Reputation: 8690
I'm starting to get into PigLatin and I have a question...
Right now I'm working with the classic example of word counting, where I process several e-books and then I get the list of words and the number of times each word appears.
Using that data as input data for pig, I then sort it by the number of times each word appears and I get the 5 most common words. So far so good, my problem though, is that now I want to get the 5 most common words but that appear different number of times.

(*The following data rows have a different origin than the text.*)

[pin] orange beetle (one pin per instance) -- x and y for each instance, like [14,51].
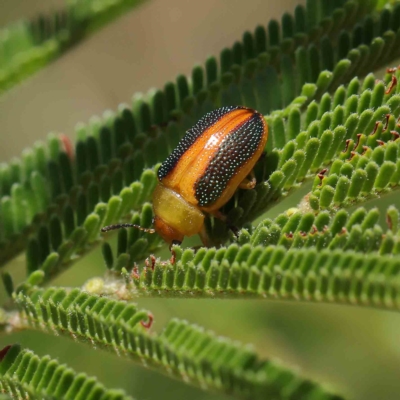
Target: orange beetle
[213,159]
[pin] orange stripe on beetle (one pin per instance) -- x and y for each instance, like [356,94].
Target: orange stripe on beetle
[206,168]
[203,172]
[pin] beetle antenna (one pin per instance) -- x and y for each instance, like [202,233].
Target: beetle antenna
[119,226]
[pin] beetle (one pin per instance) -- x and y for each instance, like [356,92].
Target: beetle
[212,160]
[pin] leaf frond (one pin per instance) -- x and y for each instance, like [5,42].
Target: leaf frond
[119,140]
[184,351]
[23,374]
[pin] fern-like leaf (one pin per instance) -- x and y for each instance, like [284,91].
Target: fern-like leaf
[118,141]
[24,375]
[186,352]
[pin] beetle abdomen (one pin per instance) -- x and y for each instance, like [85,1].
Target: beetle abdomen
[185,144]
[211,168]
[235,151]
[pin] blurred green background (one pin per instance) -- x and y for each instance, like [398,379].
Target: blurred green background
[355,351]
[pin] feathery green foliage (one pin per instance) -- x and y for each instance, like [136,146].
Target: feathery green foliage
[331,122]
[182,350]
[28,46]
[137,137]
[25,375]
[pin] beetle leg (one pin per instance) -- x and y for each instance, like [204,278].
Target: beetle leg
[218,214]
[204,237]
[249,183]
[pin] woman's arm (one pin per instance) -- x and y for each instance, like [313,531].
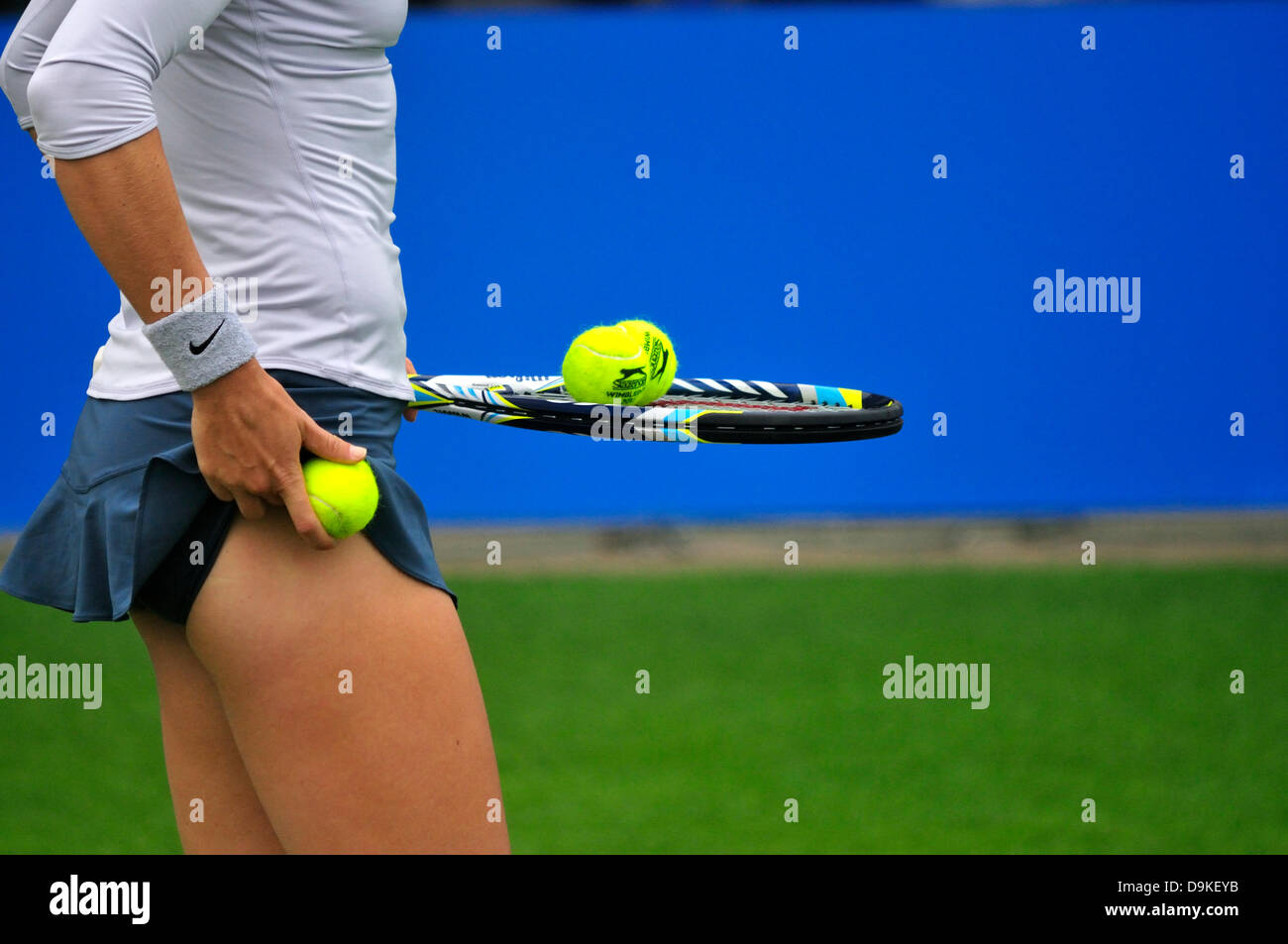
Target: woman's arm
[90,102]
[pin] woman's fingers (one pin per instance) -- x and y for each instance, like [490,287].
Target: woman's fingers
[410,415]
[295,497]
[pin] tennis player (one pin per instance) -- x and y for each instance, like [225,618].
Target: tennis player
[316,695]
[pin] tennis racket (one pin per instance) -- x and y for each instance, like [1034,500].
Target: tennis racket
[706,411]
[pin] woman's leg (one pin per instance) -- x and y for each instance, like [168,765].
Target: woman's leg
[352,695]
[200,756]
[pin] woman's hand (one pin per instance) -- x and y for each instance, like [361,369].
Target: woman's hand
[410,415]
[248,433]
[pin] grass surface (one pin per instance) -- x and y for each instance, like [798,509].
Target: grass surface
[1112,684]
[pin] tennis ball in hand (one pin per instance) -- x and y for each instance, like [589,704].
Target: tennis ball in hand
[343,496]
[660,356]
[605,364]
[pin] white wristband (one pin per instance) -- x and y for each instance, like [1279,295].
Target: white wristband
[201,342]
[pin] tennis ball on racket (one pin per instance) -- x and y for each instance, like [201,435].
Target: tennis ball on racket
[605,364]
[660,353]
[344,497]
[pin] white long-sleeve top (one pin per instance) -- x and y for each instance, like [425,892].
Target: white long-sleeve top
[277,120]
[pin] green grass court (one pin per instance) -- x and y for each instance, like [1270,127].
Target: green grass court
[1107,682]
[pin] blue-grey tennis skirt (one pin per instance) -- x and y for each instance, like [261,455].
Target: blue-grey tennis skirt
[116,528]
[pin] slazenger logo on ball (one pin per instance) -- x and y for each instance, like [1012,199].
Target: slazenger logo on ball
[102,897]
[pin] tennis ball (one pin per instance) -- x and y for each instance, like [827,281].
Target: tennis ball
[661,357]
[605,364]
[343,496]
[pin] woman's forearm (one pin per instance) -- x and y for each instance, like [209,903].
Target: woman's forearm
[127,206]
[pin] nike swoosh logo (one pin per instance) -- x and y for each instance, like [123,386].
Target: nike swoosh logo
[197,348]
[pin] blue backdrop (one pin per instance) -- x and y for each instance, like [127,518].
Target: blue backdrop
[811,166]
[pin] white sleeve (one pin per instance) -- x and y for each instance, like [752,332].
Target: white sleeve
[93,88]
[25,51]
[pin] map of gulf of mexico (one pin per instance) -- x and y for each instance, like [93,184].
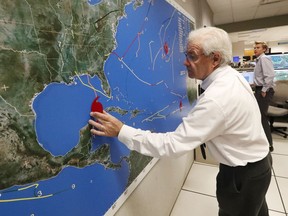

Let me explain a bit better:
Imagine this output to the word-count job:
(hey, 1)
(hello, 10)
(my, 2)
(cat, 1)
(eat, 4)
(mom, 10)
(house, 10)
I then do the following on the Grunt shell:
data = load 'file' as (word, freq);
srtd = order data by freq;
lmtd = limit srtd 3;
dump lmtd;
The output I'd get is:
(hello, 10)
(mom, 10)
(house, 10)
But what if I wanted to get this:
(hello, 10)
(eat, 4)
(my, 2)
How would I filter out repeated freq values?
Thanks!
Upvotes: 0
Views: 1207
Reputation: 803
You could write a UDF to do this maybe a little faster MR wise, but you could try one of these.
data = load 'file' as (word, freq); counts = GROUP data BY freq; countsLimited = FOREACH counts { word = TOP(1, 2, data); GENERATE FLATTEN(word); }
or
data = load 'file' as (word, freq); counts = GROUP data BY freq; countsLimited = FOREACH counts { word = LIMIT data 1; GENERATE word; }
Upvotes: 1